Our Math Deficit Doesn't Add Up - danso
http://www.motherjones.com/kevin-drum/2013/04/our-math-deficit-doesnt-add

======
wahsd
Bingo. This has been a general trend across all measures; as productivity and
technology have made things more efficient and profitable, corporations and
their government patsies have had no interest other than lining executive and
investor pockets. No lowering of prices, no increasing wages, no improvement
of quality of living, no improvement of benefits, no public-good spending,
etc. It has all been pure exploitative, carpetbagger type of pilfering of
rigged sham markets; pump, dump, and support the fraudulent the price.

Anyone who thinks the American market is a free trade market is abjectly
delusional; it's a market of dominant cartels who make mediocre efforts at
appearing to provide choice and act competitive just like our inept and
antiquated political parties and structure. Collusion has all but removed real
choice in all of our markets.

------
todd2012
There are other possible reasons for the perceived math deficit. Factories
like General Plastics may be seeing lower scores from job applicants because:

1) Racism 20 years ago may have prevented minorities from applying for jobs at
these factories. Now, policies, attitudes, and the workplace environment may
encourage more african americans or hispanics to apply for these jobs. The
full NEAP reports make it clear that there is still a significant math
performance gap between the overall population and whites. A broader pool of
applicants, reflecting less racism today, will result in lower math
performance. (This performance gap although significant is narrowing.)

2) Sexism 20 years ago could have precluded many women from applying for
factory jobs. Now with more women applying, the performance gap in math
between women and men may affect the average results seen on General Plastics
tests. (Unfortunately, this performance gap hasn't narrowed over time.)
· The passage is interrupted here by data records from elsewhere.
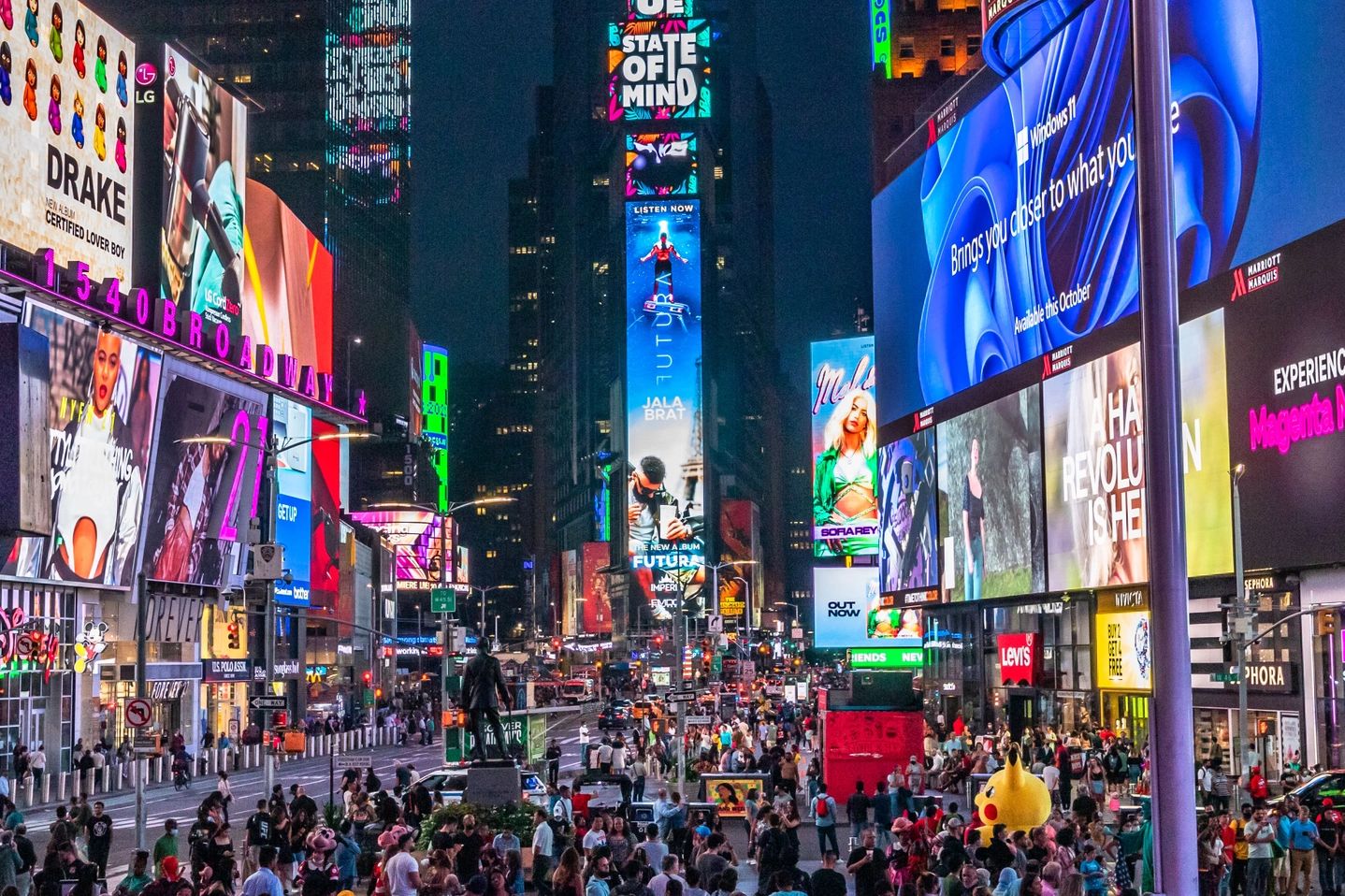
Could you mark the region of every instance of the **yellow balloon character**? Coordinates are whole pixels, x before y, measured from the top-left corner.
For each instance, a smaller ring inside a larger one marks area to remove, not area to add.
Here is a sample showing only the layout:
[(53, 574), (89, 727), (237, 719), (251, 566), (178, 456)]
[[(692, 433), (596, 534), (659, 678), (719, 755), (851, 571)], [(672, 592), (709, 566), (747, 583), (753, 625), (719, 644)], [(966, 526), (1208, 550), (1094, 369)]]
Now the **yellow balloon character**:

3) Improved opportunities for students from lower income families to go to
college (because of student loan programs) may be causing the lower test
scores at General Plastics. There is a significant performance gap in math and
reading associated with family income, so it is more likely that students from
lower income families apply for factory jobs rather than go to college today.
Twenty years ago even the better performing students from low income families
might not have been able to go to college because of the expense. Now, the
better students from this pool will go to college (supported by student loans,
etc.) changing the population that will be applying for factory jobs.

I'm not sure if any of these possibilities is true, but they are alternative
hypotheses not considered by the article. Notice that each of these
possibilites don't imply that things are getting worse, but that things are
getting better (over a multi-decade time period--less racism, sexism, more
opportunities).

------
AlienBluer644
"Scaled Score" vs. "Raw Score"

Learn. The. Fucking. Difference.

This article shows a graph of the _scaled_ scores on the NAEP Math test. The
_scaled_ scores remained flat. He then uses that fact to show that students
are about as good at math now as they were 35 years ago.

There's just no fucking connection.

It's true that the scaled scores have remained the same, but all that shows is
that the group of people taking the test now is about as diversely-skilled in
mathematics as they were in 1978. For all we know, the raw scores could have
plummeted 50%.

The only thing we can conclude from this graph is that the test _itself_ is
just about as good at ranking students as it was 30 years ago, and, maybe,
that student math-skill-diversity has remained constant. The "bell curve" is
the same shape as it was yesterday. But that doesn't mean it hasn't been
bitch-slapped to the left. To the left.

The only thing we can conclude from this article is that the author doesn't
know shit about statistics. We can't conclude anything about General Plastics,
or any other military commander.

SOURCE: Psychometrics is my bitch.

TL;DR - Kids might suck more at math than before, or not; the relevant data
isn't in this article.

------
thebooktocome
The argument against explanation 3 (roughly, "NCLB created incentives for
schools to teach kids to be good at math tests and not good at real-world
problem solving") is that no one teaches to the NAEP, and that the NAEP has
stayed mostly constant in its material coverage since '78.

This would be sound if the NAEP tested real-world problem solving. However,
judging by their sample question booklets (
<http://nces.ed.gov/nationsreportcard/about/booklets.asp> ), the NAEP consists
of the sorts of questions one would assign for homework in a high school
algebra or geometry class: e.g., "train" problems, proofs of properties of
triangles, and so on -- not exactly things I would call "real-world problem
solving."

My own personal experience as an undergraduate math instructor hints very
strongly to me that #3 is the most significant issue.